Season 8 stage 2 after 3 rounds

Stage 2 is here!!

No weak engines left (except The Baron) and games should be harder and more balanced. Changes for this stage:
  • The openings for this stage have a preset of 2 moves to create more variability as well as excitement. 
  • All games will be played in pairs where the engines play both sides.
  • The time controls are 120 minutes per engine and 30 seconds increment per move. There is more time to think than in stage 1, and the games will be about a hour longer.
The standings after 3 rounds are:


The high draw rate came as a surprise to me. It was expected to rise compared to stage 1 but over 70% seems a bit extreme. Are the engines better? Is it the increase in time? Are the openings drawish? Will the reverse games make a difference?

Houdini and Stockfish are leading with 2.5 points, and because there were so many draws most engines have 1 or 1.5 points. Komodo has had three draws so far. In the game against Hannibal it had to fight for a draw with a rook against bishop and pawns. I expect it will have better performances in later rounds.

The Baron is playing better than expected, with two draws and a loss. It almost drew with Houdini in a game with over 150 moves containing long stretches of shuffling. The Houdini win came as a surprise.

The 2-move 'book' openings are a bit strange. Many of them are unorthodox but instead of creating unbalanced exciting games they seem to invite cautios play and drawn positions. Surprisingly many openings converge on known openings after a few moves. I liked the no-book option of stage 1 better.

Notable game
Stockfish - Protector, round 3
Game in TCEC archive

After 23 moves the position was:



Stockfish had a small eval advantage (positional? equal material). With almost all pawns on the board not a lot could be done. The two engines took their time setting up the pawns and arranging the pieces behind them. This was the position just before the storm:



Now came a series of exchange combinations, opening files and taking the knights off the board. Both engines evaluated the position as a clear white advantage.

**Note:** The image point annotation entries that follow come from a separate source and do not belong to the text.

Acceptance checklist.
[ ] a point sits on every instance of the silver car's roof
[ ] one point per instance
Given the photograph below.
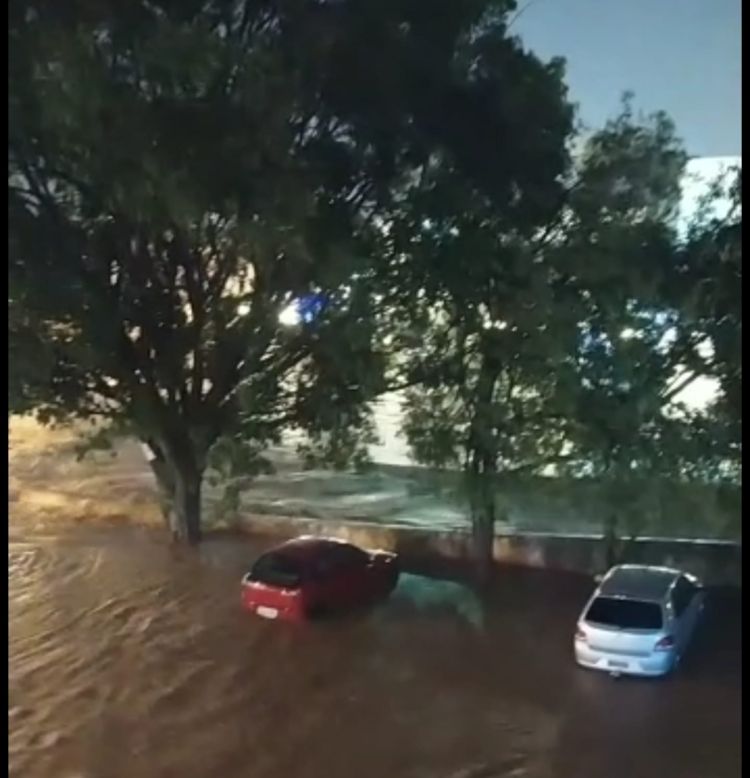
(638, 582)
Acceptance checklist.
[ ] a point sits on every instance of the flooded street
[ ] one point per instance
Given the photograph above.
(130, 658)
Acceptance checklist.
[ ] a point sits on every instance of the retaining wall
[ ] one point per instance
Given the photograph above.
(715, 562)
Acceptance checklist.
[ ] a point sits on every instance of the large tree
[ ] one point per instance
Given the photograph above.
(555, 343)
(181, 171)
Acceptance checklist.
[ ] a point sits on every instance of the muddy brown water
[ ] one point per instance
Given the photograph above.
(131, 658)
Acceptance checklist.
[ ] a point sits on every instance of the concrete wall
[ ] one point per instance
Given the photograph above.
(717, 563)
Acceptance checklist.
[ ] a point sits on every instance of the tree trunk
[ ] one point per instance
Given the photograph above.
(611, 541)
(482, 471)
(187, 505)
(483, 540)
(179, 480)
(482, 501)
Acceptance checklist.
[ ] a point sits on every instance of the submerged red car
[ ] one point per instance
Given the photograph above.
(308, 576)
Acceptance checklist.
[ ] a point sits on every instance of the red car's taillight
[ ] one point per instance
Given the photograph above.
(665, 644)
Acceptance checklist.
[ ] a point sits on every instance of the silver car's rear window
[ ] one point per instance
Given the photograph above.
(624, 614)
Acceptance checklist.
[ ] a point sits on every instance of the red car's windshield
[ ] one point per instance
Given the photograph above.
(277, 569)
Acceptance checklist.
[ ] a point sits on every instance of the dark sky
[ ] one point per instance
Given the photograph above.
(682, 56)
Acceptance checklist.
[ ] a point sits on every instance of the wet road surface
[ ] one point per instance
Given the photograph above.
(131, 658)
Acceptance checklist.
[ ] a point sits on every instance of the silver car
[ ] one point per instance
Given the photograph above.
(639, 620)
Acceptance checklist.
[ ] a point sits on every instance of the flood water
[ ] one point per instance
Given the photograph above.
(131, 658)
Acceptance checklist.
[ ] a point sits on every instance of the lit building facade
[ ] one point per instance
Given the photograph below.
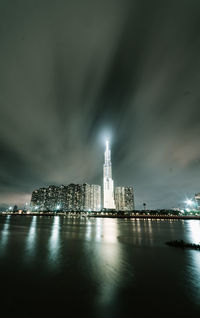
(108, 184)
(197, 200)
(73, 197)
(95, 197)
(124, 198)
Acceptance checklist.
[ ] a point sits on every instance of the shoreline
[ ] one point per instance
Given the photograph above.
(155, 217)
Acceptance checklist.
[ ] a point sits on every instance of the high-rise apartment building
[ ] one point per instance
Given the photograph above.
(73, 197)
(108, 184)
(197, 200)
(95, 197)
(124, 199)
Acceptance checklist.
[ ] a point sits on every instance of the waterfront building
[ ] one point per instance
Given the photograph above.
(73, 197)
(124, 199)
(95, 197)
(197, 200)
(108, 184)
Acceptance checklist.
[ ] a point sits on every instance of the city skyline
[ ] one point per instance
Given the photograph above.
(131, 73)
(85, 197)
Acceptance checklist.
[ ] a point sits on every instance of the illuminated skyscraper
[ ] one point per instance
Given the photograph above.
(108, 184)
(197, 200)
(95, 197)
(124, 198)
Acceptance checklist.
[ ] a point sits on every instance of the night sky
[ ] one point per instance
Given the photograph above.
(75, 72)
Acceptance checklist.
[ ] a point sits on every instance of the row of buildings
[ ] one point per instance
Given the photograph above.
(79, 197)
(85, 197)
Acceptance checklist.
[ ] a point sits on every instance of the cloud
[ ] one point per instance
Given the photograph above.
(71, 71)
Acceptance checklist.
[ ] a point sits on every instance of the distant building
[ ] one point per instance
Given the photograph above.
(124, 199)
(73, 197)
(95, 197)
(197, 200)
(108, 183)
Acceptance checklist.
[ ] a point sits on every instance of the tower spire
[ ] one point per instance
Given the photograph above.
(108, 184)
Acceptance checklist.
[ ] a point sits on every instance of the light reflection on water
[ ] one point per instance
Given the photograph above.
(5, 234)
(194, 259)
(31, 239)
(107, 263)
(54, 241)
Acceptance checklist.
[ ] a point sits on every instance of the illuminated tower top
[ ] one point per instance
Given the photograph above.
(107, 178)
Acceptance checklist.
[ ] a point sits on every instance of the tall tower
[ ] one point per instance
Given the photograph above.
(108, 184)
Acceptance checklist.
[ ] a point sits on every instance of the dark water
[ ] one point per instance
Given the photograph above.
(74, 267)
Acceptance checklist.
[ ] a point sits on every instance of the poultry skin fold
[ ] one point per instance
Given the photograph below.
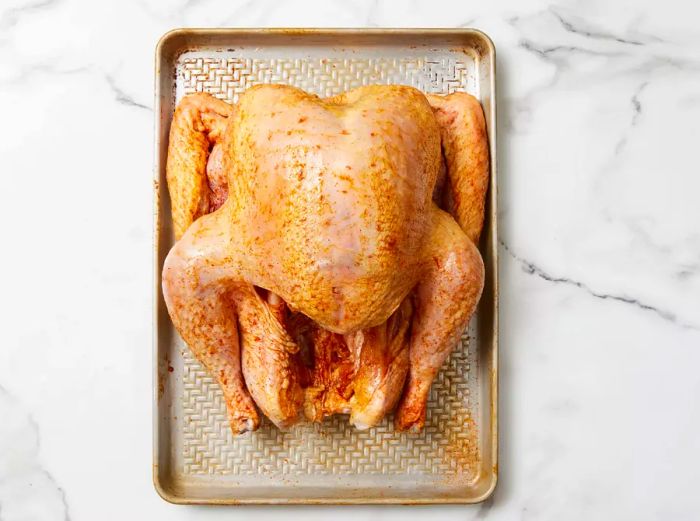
(314, 270)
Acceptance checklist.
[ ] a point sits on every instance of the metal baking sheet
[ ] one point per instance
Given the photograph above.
(196, 458)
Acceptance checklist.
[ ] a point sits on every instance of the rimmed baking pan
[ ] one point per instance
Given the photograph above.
(196, 458)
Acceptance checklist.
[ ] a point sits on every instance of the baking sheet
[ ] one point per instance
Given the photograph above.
(196, 457)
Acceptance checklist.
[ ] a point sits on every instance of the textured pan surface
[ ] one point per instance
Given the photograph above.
(196, 458)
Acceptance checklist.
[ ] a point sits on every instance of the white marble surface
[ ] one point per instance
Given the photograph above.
(599, 109)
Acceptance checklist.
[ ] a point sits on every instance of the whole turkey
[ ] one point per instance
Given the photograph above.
(326, 259)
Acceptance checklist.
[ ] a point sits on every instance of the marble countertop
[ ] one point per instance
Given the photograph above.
(599, 128)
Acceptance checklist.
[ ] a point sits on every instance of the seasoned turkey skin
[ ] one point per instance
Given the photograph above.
(289, 203)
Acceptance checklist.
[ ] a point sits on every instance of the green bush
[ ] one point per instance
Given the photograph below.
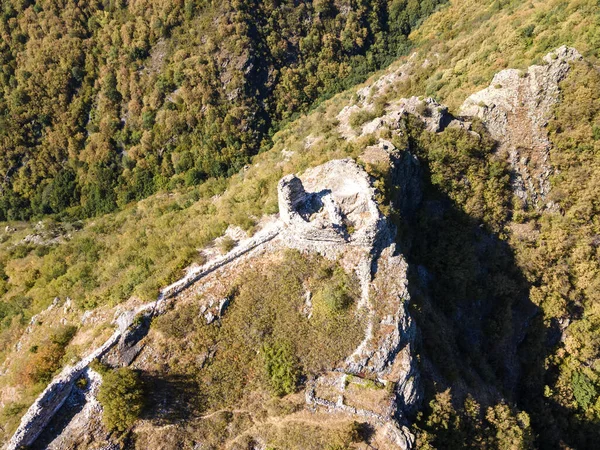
(122, 396)
(281, 367)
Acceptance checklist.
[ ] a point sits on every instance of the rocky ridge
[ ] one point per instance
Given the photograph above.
(515, 109)
(331, 210)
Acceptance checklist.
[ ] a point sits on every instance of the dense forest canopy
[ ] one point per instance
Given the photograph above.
(105, 102)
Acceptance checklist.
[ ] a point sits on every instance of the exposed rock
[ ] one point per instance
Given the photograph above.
(405, 174)
(516, 109)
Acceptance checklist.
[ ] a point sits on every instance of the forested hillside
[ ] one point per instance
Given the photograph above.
(140, 138)
(106, 102)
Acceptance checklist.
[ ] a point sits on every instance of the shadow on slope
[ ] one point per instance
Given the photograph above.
(480, 334)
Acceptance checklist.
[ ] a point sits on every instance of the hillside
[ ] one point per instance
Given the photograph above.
(428, 278)
(104, 103)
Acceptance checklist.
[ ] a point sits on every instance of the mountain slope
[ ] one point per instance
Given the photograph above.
(503, 291)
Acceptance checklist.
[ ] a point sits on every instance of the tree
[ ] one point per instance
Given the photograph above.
(122, 397)
(281, 366)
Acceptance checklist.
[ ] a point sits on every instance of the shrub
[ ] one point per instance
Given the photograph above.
(226, 244)
(122, 397)
(281, 366)
(360, 117)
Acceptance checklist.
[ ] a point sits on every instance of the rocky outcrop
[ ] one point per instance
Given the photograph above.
(515, 109)
(332, 210)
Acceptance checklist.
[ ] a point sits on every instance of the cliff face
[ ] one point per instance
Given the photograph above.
(332, 210)
(515, 109)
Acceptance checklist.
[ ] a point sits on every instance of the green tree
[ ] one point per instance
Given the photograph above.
(281, 367)
(122, 396)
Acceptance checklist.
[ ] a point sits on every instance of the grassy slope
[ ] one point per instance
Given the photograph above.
(135, 251)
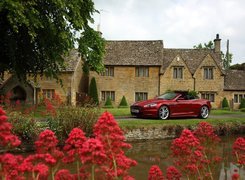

In the following moves Stockfish was sure the queens would be exchanged, but Protector refused to do it. Then suddenly with no warning Stockfish found the light and the eval hit the roof:



What followed was a tricky queen+pawns endgame. It took a few moves before Protector realized it was losing, and the game stopped in a 7-man position with a mate in about 20 moves according to the tablebase. As always, Stockfish was first to see it from a mile away.